Mendapati kejadian aneh yang menimpa anaknya itu barulah si penguasa itu menyadari bahwa, orang yang ia usir itu rupanya benar-benar seorang Wali penyebar agama yang sakti. Ia pun kemudian memerintahkan prajuritnya untuk mendatangkan kembali Sunan Gunung Jati, namun prajuritnya tak dapat menemukan keberadaannya.

Sebenarnya dalam menyembuhkan anaknya dari penyakit aneh itu Ayah Ong Tien telah melakukan berbagai cara, mulai dari mendatangkan tabib hingga dukun, tapi tak ada satupun orang yang sanggup menyembuhkannya.
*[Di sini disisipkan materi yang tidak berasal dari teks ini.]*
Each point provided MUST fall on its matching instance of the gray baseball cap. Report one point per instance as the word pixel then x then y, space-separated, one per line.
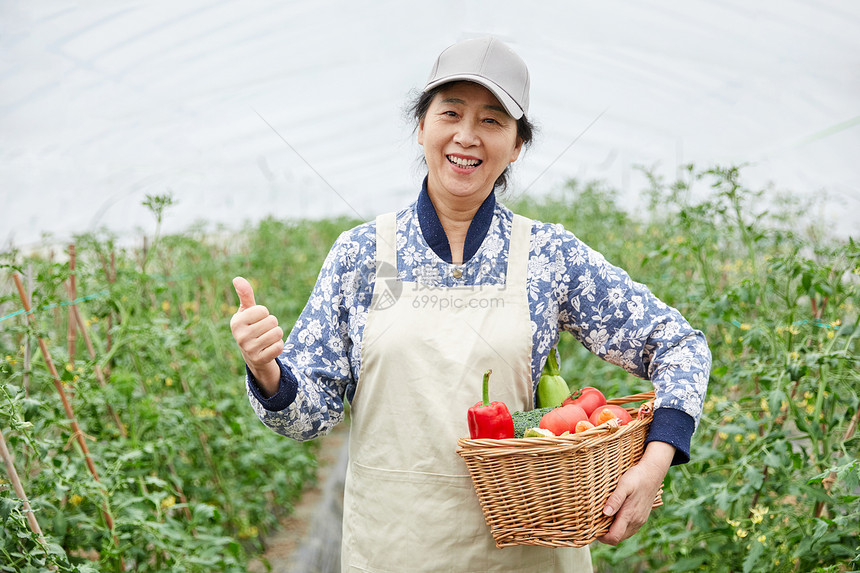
pixel 488 62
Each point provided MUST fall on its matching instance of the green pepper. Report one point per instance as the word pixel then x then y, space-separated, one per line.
pixel 490 419
pixel 552 389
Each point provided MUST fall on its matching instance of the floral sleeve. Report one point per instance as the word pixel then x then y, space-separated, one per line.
pixel 316 366
pixel 622 322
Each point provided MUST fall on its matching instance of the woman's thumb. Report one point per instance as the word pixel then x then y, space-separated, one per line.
pixel 616 500
pixel 245 292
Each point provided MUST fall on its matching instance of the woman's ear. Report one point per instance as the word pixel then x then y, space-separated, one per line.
pixel 515 152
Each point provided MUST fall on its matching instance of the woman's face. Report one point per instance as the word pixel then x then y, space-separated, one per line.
pixel 468 140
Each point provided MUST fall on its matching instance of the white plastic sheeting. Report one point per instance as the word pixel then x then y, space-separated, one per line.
pixel 248 109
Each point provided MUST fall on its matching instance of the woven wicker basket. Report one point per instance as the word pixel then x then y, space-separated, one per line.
pixel 551 491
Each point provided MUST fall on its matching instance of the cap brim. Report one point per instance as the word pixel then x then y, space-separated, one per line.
pixel 507 101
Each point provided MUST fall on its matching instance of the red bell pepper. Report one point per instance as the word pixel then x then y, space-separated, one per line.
pixel 490 419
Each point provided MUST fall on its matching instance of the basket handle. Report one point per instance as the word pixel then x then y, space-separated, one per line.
pixel 644 396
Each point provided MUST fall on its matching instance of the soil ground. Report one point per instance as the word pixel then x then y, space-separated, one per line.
pixel 283 545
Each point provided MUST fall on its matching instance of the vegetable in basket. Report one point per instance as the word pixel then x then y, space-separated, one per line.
pixel 588 398
pixel 526 420
pixel 552 388
pixel 563 419
pixel 605 413
pixel 490 419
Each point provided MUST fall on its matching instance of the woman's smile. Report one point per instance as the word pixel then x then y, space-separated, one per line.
pixel 469 139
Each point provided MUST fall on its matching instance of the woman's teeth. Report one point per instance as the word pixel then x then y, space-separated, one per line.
pixel 461 162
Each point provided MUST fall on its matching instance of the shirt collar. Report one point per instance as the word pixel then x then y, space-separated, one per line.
pixel 435 235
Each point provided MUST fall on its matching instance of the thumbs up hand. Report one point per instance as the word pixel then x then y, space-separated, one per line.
pixel 259 337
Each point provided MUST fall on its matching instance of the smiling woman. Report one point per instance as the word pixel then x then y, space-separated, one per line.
pixel 511 285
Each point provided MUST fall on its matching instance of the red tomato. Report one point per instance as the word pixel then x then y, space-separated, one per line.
pixel 583 425
pixel 612 411
pixel 563 419
pixel 588 398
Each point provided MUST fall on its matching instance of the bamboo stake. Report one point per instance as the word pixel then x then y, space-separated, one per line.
pixel 28 351
pixel 73 294
pixel 99 373
pixel 19 489
pixel 59 385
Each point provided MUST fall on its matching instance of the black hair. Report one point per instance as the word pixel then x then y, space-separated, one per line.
pixel 417 108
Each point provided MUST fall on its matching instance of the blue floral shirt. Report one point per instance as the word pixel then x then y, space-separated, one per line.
pixel 570 287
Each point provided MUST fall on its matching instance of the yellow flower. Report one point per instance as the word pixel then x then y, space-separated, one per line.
pixel 758 513
pixel 250 531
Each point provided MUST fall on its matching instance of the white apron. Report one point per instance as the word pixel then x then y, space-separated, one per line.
pixel 409 503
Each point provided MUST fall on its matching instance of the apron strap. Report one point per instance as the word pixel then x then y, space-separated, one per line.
pixel 518 252
pixel 386 239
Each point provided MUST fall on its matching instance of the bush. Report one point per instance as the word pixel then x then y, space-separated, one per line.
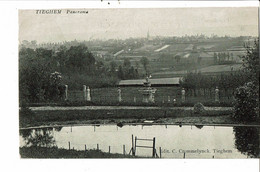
pixel 247 103
pixel 198 108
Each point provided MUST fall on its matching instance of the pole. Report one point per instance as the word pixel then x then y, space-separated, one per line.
pixel 154 147
pixel 160 152
pixel 135 145
pixel 133 151
pixel 85 92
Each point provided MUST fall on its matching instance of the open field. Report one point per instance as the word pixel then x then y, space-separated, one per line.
pixel 208 69
pixel 30 118
pixel 131 96
pixel 43 152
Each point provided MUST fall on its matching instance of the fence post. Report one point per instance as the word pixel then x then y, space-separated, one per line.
pixel 66 92
pixel 88 94
pixel 119 95
pixel 133 151
pixel 183 95
pixel 216 94
pixel 85 92
pixel 135 144
pixel 154 147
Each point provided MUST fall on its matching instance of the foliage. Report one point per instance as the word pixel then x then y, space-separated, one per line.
pixel 201 84
pixel 247 96
pixel 247 103
pixel 198 108
pixel 44 72
pixel 247 140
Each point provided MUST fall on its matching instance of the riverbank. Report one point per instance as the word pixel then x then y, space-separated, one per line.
pixel 44 116
pixel 43 152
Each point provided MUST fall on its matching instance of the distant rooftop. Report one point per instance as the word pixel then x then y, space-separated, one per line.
pixel 155 82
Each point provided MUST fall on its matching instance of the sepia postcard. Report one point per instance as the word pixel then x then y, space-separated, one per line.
pixel 173 83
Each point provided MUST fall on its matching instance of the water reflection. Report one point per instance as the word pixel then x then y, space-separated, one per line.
pixel 199 126
pixel 247 140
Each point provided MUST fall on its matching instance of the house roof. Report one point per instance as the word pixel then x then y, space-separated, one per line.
pixel 154 82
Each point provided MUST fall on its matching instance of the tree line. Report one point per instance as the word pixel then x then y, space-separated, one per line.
pixel 197 84
pixel 44 72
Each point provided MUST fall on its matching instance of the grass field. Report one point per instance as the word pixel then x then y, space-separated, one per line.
pixel 132 96
pixel 208 69
pixel 43 152
pixel 30 118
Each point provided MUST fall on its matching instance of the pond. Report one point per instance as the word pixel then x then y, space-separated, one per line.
pixel 195 141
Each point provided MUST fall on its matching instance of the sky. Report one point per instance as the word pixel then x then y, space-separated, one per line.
pixel 125 23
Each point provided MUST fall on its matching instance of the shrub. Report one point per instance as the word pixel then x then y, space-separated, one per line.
pixel 247 103
pixel 198 108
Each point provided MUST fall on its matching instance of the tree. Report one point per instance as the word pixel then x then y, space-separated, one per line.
pixel 177 58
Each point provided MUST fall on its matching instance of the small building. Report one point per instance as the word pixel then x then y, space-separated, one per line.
pixel 158 82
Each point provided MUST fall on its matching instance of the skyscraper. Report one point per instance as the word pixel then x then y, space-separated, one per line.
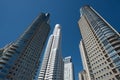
pixel 19 60
pixel 68 69
pixel 52 65
pixel 99 47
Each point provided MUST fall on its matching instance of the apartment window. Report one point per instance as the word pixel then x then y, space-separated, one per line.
pixel 114 70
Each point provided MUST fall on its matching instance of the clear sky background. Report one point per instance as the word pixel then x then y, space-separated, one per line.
pixel 17 15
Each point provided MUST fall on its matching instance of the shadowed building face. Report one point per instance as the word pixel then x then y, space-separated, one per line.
pixel 99 47
pixel 20 60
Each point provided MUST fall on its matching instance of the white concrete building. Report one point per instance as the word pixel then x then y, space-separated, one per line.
pixel 99 47
pixel 52 65
pixel 68 69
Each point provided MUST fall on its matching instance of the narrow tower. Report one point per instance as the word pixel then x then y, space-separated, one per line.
pixel 52 65
pixel 19 60
pixel 68 69
pixel 99 47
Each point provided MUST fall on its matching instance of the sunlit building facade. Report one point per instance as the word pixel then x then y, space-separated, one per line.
pixel 99 47
pixel 20 59
pixel 68 68
pixel 52 64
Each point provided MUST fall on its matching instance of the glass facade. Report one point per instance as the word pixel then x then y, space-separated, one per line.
pixel 20 60
pixel 106 41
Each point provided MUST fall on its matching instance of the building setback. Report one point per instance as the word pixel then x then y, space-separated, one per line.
pixel 20 59
pixel 68 69
pixel 52 64
pixel 99 47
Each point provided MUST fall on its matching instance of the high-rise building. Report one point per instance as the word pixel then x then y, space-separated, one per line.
pixel 52 64
pixel 68 69
pixel 99 47
pixel 20 59
pixel 82 75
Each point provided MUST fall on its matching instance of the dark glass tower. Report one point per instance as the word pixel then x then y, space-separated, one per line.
pixel 20 59
pixel 100 46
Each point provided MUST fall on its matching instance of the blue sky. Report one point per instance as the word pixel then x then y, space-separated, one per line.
pixel 17 15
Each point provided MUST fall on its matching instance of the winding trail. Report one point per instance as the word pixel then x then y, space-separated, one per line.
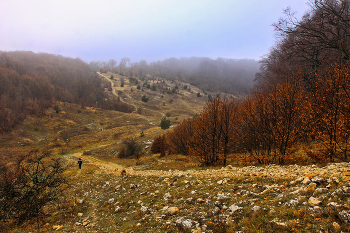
pixel 271 171
pixel 132 102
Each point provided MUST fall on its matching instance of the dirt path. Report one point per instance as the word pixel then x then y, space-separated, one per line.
pixel 270 171
pixel 132 103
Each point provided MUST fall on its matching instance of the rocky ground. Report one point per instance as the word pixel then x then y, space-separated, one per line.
pixel 250 199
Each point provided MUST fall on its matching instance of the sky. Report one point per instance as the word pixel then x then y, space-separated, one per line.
pixel 143 29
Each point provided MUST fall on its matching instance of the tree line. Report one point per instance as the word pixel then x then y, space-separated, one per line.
pixel 234 76
pixel 301 98
pixel 31 83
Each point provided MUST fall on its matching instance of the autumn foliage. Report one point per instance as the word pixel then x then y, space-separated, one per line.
pixel 268 126
pixel 30 83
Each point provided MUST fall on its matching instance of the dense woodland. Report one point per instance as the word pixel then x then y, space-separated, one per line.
pixel 234 76
pixel 301 100
pixel 31 83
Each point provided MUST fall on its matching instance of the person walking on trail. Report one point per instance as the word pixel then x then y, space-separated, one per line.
pixel 80 162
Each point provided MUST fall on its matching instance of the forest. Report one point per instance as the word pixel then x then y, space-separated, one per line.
pixel 31 83
pixel 234 76
pixel 301 100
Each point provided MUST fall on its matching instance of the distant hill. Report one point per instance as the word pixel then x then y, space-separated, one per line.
pixel 233 76
pixel 30 83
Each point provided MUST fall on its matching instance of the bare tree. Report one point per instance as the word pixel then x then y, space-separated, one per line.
pixel 112 64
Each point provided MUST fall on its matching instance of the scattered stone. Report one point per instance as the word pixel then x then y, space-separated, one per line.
pixel 80 201
pixel 321 190
pixel 315 211
pixel 256 208
pixel 233 208
pixel 345 216
pixel 279 222
pixel 147 210
pixel 314 201
pixel 167 196
pixel 110 201
pixel 173 210
pixel 336 226
pixel 293 202
pixel 185 224
pixel 306 180
pixel 57 227
pixel 197 230
pixel 311 187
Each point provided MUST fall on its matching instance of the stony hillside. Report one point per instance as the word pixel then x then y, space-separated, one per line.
pixel 248 199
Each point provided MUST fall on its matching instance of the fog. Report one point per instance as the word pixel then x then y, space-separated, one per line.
pixel 151 30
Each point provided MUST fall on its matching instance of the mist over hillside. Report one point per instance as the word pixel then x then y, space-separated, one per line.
pixel 234 76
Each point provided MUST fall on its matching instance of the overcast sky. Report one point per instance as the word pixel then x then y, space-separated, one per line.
pixel 143 29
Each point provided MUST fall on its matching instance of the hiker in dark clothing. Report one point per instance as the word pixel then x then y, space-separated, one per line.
pixel 80 162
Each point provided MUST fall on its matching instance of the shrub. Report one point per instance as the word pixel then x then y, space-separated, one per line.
pixel 29 185
pixel 153 87
pixel 132 147
pixel 57 109
pixel 160 145
pixel 164 123
pixel 121 153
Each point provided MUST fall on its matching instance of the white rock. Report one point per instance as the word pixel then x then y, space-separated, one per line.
pixel 173 210
pixel 233 208
pixel 314 201
pixel 256 208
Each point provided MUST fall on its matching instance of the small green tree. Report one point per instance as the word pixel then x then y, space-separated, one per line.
pixel 164 123
pixel 153 87
pixel 144 98
pixel 25 188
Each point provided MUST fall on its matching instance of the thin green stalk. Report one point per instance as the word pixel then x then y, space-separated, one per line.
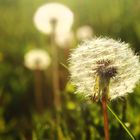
pixel 123 125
Salah satu tabib bahkan memberitahukan bahwa yang dapat menyembuhkan Ong Tien hanyalah Sunan Gunung Jati sendiri.

Maka mendengar anjuran dari tabibnya, akhirnya Sang Penguasa itu kemudian memerintahkan anaknya untuk mencari Sunan Gunung Jati, ia diijnkan untuk tidak kembali ke negerinya, selepas peristiwa itu Ong Tien disertai pengawalnya kemudian berlayar meninggalkan negeri Cina menuju ke Cirebon untuk mencari keberadaan Sunan Gunung Jati.

Setelah beberapa lamanya waktu, ketika Sunan Gunung Jati sedang berada di Gunung Semar, ia mendapatkan kabar bahwa serombongan orang Cina mendarat di pelabuhan Muara Djati di Cirebon dan mencari keberadan Sunan Gunung Jati.

Pernikahan Sunan Gunung Jati pun akhirnya terjadi pula dengan seorang Putri yang berasal dari keturunan Dinasti Ming tersebut. Pernikahan Sunan Gunung Jati adalah salah satu bukti bahwa perkawinan merupakan cara yang efektif untuk mengikat hubungan politik.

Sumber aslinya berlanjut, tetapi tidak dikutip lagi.